The Practice of Living More
I’ve become known in some circles as an avid traveler, but don’t think of myself that way. That’s comparison at work, both theirs and mine, fogging the lens of perspective. Wiping it clear, it’s more that I’m an aspiring traveler immersed in a busy life. That’s not quite the same thing, but better for me at this point in my life. Travel is a choice, and so is building a strong sense of place and contribution. We can have a healthy measure of each applying a little balance and flexibility, but we can’t have it all. What will we choose, knowing this?
“We are what we repeatedly do. Excellence, then, is not an act, but a habit. — Aristotle
Aristotle may have also observed that mediocrity is also built on repeatedly doing. We each get our stack of days to work with. Some choices are taken from us, some choices are hidden from us, but most of us in the modern western world have the agency to do with the bulk of our time what we would. Habitualizing excellence seems a prudent use of that time.
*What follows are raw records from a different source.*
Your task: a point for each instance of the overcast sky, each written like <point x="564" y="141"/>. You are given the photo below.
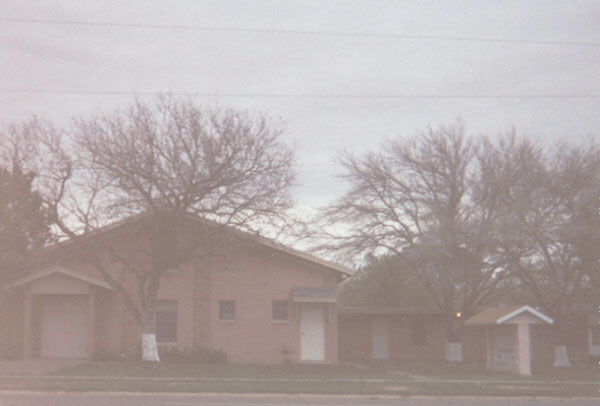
<point x="69" y="57"/>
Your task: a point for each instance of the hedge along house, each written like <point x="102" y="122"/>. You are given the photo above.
<point x="256" y="300"/>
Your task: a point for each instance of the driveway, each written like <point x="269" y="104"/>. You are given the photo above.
<point x="37" y="366"/>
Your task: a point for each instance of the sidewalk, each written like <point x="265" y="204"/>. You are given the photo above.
<point x="36" y="367"/>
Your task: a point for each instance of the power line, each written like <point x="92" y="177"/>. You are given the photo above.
<point x="299" y="32"/>
<point x="303" y="95"/>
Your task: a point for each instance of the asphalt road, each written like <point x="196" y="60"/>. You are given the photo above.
<point x="114" y="399"/>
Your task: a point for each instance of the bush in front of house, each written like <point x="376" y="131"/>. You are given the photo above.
<point x="196" y="355"/>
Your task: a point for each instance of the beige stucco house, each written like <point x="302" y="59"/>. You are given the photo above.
<point x="256" y="300"/>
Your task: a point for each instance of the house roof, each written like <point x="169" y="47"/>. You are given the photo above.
<point x="499" y="315"/>
<point x="242" y="234"/>
<point x="58" y="270"/>
<point x="385" y="310"/>
<point x="313" y="294"/>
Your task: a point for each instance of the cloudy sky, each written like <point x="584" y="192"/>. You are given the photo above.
<point x="254" y="55"/>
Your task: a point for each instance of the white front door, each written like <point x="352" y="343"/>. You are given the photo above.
<point x="380" y="339"/>
<point x="64" y="326"/>
<point x="594" y="337"/>
<point x="312" y="332"/>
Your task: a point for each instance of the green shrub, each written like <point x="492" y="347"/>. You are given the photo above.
<point x="196" y="355"/>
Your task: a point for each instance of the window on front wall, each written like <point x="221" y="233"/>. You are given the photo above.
<point x="280" y="310"/>
<point x="419" y="333"/>
<point x="226" y="309"/>
<point x="595" y="332"/>
<point x="166" y="321"/>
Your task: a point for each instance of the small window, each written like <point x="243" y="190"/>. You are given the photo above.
<point x="419" y="333"/>
<point x="166" y="321"/>
<point x="226" y="309"/>
<point x="595" y="332"/>
<point x="280" y="310"/>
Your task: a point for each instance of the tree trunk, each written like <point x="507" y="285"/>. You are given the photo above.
<point x="149" y="347"/>
<point x="561" y="339"/>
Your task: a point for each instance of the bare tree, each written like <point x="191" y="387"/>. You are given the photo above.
<point x="556" y="232"/>
<point x="433" y="201"/>
<point x="163" y="157"/>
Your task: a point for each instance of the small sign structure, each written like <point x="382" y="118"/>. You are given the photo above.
<point x="507" y="336"/>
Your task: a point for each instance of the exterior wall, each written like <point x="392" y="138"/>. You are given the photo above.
<point x="542" y="348"/>
<point x="355" y="337"/>
<point x="245" y="271"/>
<point x="254" y="277"/>
<point x="473" y="344"/>
<point x="13" y="324"/>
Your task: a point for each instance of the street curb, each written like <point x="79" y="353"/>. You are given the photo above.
<point x="290" y="380"/>
<point x="285" y="395"/>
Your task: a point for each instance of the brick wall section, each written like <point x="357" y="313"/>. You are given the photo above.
<point x="355" y="337"/>
<point x="243" y="270"/>
<point x="255" y="276"/>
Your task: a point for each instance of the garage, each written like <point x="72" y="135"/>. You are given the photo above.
<point x="64" y="326"/>
<point x="59" y="313"/>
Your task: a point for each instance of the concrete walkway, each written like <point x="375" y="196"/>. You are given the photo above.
<point x="37" y="366"/>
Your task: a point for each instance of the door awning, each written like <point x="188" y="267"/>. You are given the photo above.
<point x="508" y="315"/>
<point x="313" y="295"/>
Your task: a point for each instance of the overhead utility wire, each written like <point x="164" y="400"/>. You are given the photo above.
<point x="299" y="32"/>
<point x="305" y="95"/>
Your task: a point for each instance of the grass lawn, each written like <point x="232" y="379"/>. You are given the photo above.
<point x="392" y="379"/>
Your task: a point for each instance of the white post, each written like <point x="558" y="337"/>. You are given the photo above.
<point x="524" y="357"/>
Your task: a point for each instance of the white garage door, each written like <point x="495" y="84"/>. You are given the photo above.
<point x="312" y="332"/>
<point x="64" y="326"/>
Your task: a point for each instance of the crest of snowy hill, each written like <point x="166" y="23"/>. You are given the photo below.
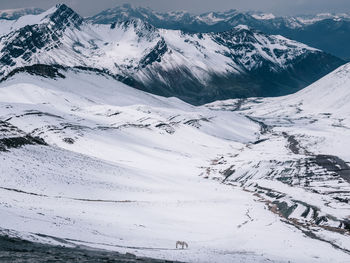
<point x="130" y="171"/>
<point x="197" y="67"/>
<point x="324" y="31"/>
<point x="12" y="14"/>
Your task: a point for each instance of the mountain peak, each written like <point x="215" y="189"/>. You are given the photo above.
<point x="62" y="15"/>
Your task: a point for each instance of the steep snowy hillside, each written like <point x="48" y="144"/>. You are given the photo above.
<point x="194" y="67"/>
<point x="325" y="31"/>
<point x="87" y="160"/>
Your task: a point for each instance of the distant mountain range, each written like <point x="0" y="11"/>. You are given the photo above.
<point x="196" y="67"/>
<point x="327" y="32"/>
<point x="12" y="14"/>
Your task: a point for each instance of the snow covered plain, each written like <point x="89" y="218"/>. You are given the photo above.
<point x="131" y="172"/>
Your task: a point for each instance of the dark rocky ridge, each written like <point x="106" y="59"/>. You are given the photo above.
<point x="328" y="34"/>
<point x="14" y="250"/>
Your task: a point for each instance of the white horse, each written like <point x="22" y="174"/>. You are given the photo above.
<point x="183" y="244"/>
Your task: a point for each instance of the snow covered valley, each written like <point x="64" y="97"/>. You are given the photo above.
<point x="87" y="160"/>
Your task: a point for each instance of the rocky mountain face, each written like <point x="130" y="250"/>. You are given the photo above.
<point x="327" y="32"/>
<point x="196" y="67"/>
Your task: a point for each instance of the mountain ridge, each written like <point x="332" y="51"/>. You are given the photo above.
<point x="321" y="30"/>
<point x="196" y="67"/>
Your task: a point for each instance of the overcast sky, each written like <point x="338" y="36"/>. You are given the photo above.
<point x="279" y="7"/>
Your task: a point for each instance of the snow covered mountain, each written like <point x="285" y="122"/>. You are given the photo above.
<point x="194" y="67"/>
<point x="12" y="14"/>
<point x="324" y="31"/>
<point x="87" y="160"/>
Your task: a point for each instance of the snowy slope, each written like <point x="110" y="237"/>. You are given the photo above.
<point x="324" y="31"/>
<point x="129" y="171"/>
<point x="236" y="63"/>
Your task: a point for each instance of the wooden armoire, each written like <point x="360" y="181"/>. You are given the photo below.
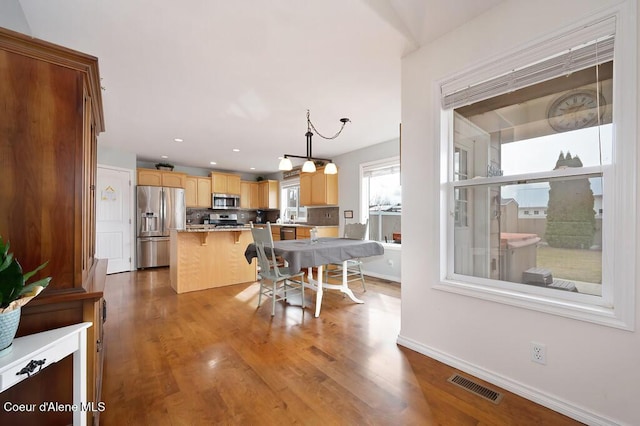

The trick in living a life closer to excellence is in the repeatedly doing part. Arete, or excellence in life, is something to aspire to through our daily action. We pay penance to the gods we serve through our habits and applied effort. Put another way, through our practice:
“When an activity becomes a practice, it shifts from something that you are doing at a point in time to an ongoing process of becoming.” — Brad Stulberg, The Practice of Groundedness
The practice of daily living is ongoing, but with an expiration date we either reconcile ourselves with or distract ourselves from. Stoicism is holding on to that realization that this all ends one day and making the most of the time. How we live matters a great deal when we feel the urgency of an expiration date. Continuous improvement and living with intent are a prudent use of that urgency. The practice of living more means working to realize the things we aspire to, while savoring the life we’ve already built for ourselves.